118. AU MÊME.163-a

(Freyberg) 30 mars 1760.

Grand merci, marquis, de mon drame.
Que Voss se hâte à publier;
Si l'oursomane me diffame,
Voss pourra me justifier.
Mais ces vers, que, tout le premier,
Moi, le père indigne, je blâme,
Feront bâiller et sommeiller
Le curieux qui les réclame,
Et qui regrettera dans l'âme
Le prix dont il faut les payer.
J'entends le public aboyer
Et, par une amère épigramme,
Venir pour me remercier
De la sueur et de la peine
Que ma disgracieuse veine
A prise afin de l'ennuyer.
Un rimeur qui semble avoir l'asthme,
Essoufflé, ployant sous le faix,
Sans vigueur, sans enthousiasme,
Toujours glacé dans ses accès,
Des vers n'ayant que la manie,
L'antithèse en tout du génie
Dont Voltaire assemble les traits,
Expire aux cris de l'ironie,
<164>Et le public, qui le dénie,
Enterre son nom pour jamais.
Alors ses malheureux ouvrages,
Étalés au coin des marchés,
Ont à souffrir tous les outrages
A ceux de Pradon reprochés.
Élevez donc un cénotaphe
En tombe à ces infortunés;
Véridique historiographe,
Tracez-y ces mots mieux tournés
Qu'ils ne sont dans cette épitaphe :
Ils sont morts le jour qu'ils sont nés.

En voilà pour mes vers. Ils auront le sort qu'il plaira à la fortune de leur faire.
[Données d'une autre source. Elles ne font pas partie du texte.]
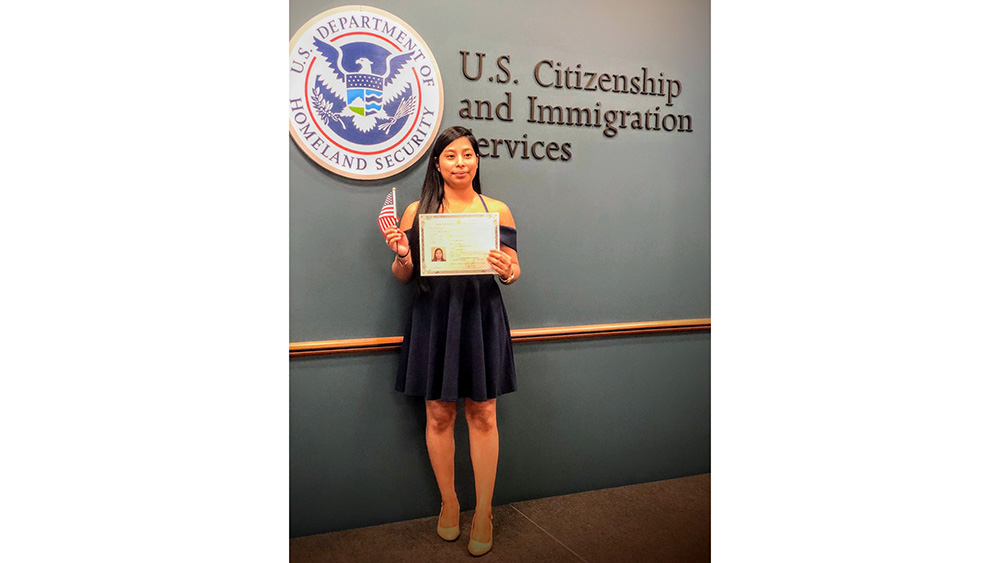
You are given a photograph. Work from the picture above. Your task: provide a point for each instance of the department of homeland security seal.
(365, 96)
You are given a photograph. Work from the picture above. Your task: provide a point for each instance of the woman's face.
(458, 163)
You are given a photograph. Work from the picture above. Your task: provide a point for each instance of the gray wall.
(618, 233)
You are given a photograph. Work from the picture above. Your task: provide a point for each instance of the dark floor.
(661, 521)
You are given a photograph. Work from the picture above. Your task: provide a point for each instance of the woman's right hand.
(397, 241)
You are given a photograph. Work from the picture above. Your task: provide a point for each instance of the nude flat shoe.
(447, 534)
(478, 548)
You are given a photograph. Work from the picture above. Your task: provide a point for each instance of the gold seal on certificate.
(457, 244)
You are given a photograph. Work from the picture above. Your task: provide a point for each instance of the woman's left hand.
(501, 263)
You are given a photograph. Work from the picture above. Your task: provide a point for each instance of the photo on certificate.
(457, 244)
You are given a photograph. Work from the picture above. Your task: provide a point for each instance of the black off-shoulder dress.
(457, 338)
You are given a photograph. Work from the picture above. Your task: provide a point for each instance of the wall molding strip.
(359, 345)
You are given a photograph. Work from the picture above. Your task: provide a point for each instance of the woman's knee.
(441, 415)
(481, 415)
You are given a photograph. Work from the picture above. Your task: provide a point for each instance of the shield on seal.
(364, 93)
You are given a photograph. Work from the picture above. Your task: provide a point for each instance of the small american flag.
(387, 217)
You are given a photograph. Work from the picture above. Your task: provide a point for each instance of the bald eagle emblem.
(363, 88)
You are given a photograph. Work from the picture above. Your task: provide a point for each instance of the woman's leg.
(484, 446)
(440, 435)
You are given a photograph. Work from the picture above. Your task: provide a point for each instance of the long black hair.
(432, 194)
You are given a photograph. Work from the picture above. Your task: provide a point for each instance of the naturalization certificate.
(457, 244)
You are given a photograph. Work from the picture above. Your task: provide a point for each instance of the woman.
(457, 338)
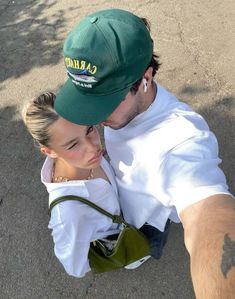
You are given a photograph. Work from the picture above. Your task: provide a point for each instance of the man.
(163, 153)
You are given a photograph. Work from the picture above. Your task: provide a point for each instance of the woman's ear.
(48, 152)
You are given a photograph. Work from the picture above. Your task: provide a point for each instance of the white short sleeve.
(191, 172)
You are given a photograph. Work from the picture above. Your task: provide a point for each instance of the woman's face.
(77, 145)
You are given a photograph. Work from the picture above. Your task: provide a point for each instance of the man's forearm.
(210, 240)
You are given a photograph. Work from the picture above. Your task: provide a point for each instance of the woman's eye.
(90, 129)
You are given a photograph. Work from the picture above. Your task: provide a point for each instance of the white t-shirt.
(165, 159)
(74, 224)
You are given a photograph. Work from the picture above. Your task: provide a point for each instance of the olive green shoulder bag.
(127, 247)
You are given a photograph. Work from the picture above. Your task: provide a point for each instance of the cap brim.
(86, 109)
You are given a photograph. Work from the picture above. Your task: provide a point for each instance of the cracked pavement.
(195, 42)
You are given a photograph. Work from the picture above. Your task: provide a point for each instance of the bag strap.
(116, 218)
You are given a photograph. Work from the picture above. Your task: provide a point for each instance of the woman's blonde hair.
(38, 115)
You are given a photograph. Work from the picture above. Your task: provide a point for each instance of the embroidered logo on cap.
(85, 76)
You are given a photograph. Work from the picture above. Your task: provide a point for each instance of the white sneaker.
(137, 263)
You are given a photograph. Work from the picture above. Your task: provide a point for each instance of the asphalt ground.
(195, 41)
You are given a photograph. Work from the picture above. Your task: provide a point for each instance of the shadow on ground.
(28, 38)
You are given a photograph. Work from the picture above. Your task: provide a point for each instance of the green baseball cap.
(104, 55)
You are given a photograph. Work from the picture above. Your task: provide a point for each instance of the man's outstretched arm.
(209, 234)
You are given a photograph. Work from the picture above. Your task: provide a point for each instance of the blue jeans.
(157, 239)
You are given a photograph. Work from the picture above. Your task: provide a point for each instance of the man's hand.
(209, 234)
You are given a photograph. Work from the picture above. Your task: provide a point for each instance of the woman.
(74, 165)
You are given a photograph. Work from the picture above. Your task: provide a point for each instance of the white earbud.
(145, 85)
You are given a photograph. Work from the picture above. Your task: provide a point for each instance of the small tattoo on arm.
(228, 257)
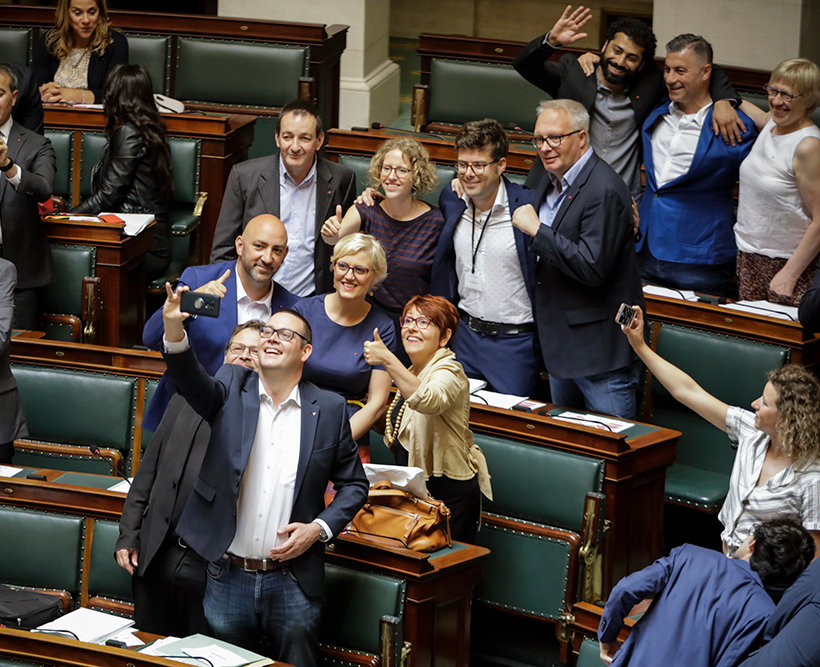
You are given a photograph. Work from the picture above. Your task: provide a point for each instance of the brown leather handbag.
(399, 517)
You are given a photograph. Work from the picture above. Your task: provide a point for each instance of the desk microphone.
(96, 452)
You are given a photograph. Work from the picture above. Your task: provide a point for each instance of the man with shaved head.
(261, 249)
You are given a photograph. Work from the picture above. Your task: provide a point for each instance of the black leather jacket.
(125, 181)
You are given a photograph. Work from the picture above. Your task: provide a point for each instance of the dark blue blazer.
(230, 403)
(793, 630)
(444, 281)
(708, 611)
(207, 335)
(587, 268)
(690, 219)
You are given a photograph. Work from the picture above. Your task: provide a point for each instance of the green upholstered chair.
(732, 369)
(547, 506)
(42, 550)
(70, 411)
(361, 618)
(108, 586)
(243, 74)
(153, 52)
(71, 305)
(15, 44)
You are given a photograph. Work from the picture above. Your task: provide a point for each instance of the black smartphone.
(200, 303)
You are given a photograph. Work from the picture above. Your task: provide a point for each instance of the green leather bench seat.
(354, 604)
(463, 91)
(41, 549)
(360, 165)
(73, 407)
(732, 369)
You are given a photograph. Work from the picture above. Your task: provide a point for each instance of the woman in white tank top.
(778, 218)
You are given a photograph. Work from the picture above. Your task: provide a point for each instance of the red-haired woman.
(428, 423)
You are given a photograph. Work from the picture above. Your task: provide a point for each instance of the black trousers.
(168, 596)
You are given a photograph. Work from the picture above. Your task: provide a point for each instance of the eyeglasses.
(786, 97)
(401, 172)
(282, 334)
(421, 322)
(477, 167)
(238, 349)
(343, 267)
(552, 142)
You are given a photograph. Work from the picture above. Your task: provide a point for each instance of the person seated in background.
(13, 424)
(791, 637)
(777, 465)
(687, 214)
(302, 189)
(247, 290)
(135, 174)
(169, 578)
(342, 321)
(708, 610)
(73, 60)
(428, 423)
(407, 227)
(778, 213)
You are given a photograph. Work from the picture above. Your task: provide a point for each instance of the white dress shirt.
(674, 142)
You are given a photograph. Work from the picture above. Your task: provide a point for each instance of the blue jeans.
(242, 607)
(714, 279)
(612, 393)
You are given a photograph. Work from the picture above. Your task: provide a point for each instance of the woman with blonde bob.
(408, 228)
(342, 321)
(777, 466)
(778, 216)
(73, 59)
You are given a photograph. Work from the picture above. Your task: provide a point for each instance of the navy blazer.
(792, 631)
(230, 403)
(587, 267)
(691, 218)
(207, 335)
(444, 281)
(708, 611)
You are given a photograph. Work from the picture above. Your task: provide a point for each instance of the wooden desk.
(121, 269)
(442, 151)
(634, 478)
(225, 141)
(804, 347)
(439, 593)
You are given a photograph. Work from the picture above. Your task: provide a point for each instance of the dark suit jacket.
(230, 403)
(24, 235)
(28, 109)
(792, 631)
(587, 267)
(690, 219)
(207, 335)
(809, 311)
(163, 482)
(444, 281)
(708, 611)
(253, 189)
(13, 421)
(45, 64)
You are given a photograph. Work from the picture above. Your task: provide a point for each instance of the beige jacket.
(435, 427)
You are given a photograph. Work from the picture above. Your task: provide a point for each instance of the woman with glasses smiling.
(428, 423)
(778, 216)
(407, 227)
(342, 321)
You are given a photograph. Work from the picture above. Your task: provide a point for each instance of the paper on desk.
(764, 308)
(496, 400)
(595, 421)
(656, 290)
Je ne m'en embarrasse plus, et je les abandonne à leur destinée. Je vous enverrai en peu de jours une Ode aux Germains.164-a Je la crois bonne et pleine d'idées nouvelles. Il faut que vous m'en disiez votre sentiment, et que vous la jugiez à la rigueur. Je ne sais si les Français seront sages, ou si les démons autrichiens les posséderont toujours; mais il me semble que, dans cet embrouillement et dans cette violente fermentation où sont les choses, il est impossible de deviner quelle sera l'issue de cette guerre. Un événement favorable peut tout changer en bien, mais aussi un grand revers peut achever de nous accabler. Jamais on n'a joué plus gros jeu, et pour moi, qui hais les risques et les hasards, je donne ce maudit brelan au diable. Il faut cependant se préparer à tout événement, se fortifier dans le stoïcisme, en s'abandonnant au torrent des vicissitudes qui nous entraînent. Je passe ma vie à lire et à écrire, et j'étouffe, à force d'application, les cris douloureux que mon cœur est toujours sur le point de jeter; dans des moments où j'aperçois quelque faible lueur d'espérance, mon esprit enfante quelque plaisanterie. Vous en verrez paraître une incessamment; je crois qu'elle vous fera rire, car il y a <165>beaucoup de plaisanterie dans l'ouvrage, et de la malignité assez bien enveloppée pour n'être sentie que par ceux qui ont le tact fin.165-a Adieu, mon cher marquis. Qu'on me fasse tenir les éditions que j'ai demandées de ces malheureux vers, puisqu'il faut, par bienséance, que je les envoie à des personnes qui veulent bien avoir de l'amitié pour moi. Vivez heureux et tranquille, écrivez-moi de vos nouvelles, et soyez sûr de mon estime.

Comme mon ode est prête, je n'en fais pas à deux fois,165-b et je l'envoie telle qu'elle est.


163-a Nous avons imprimé, t. XII, p. 157 et 158, une autre leçon des vers qui forment l'introduction de cette lettre.

164-a Voyez t. XII. p. 17-24.

165-a Le Roi parle de sa Relation de Phihihu.

165-b Le mot fois manque dans l'original.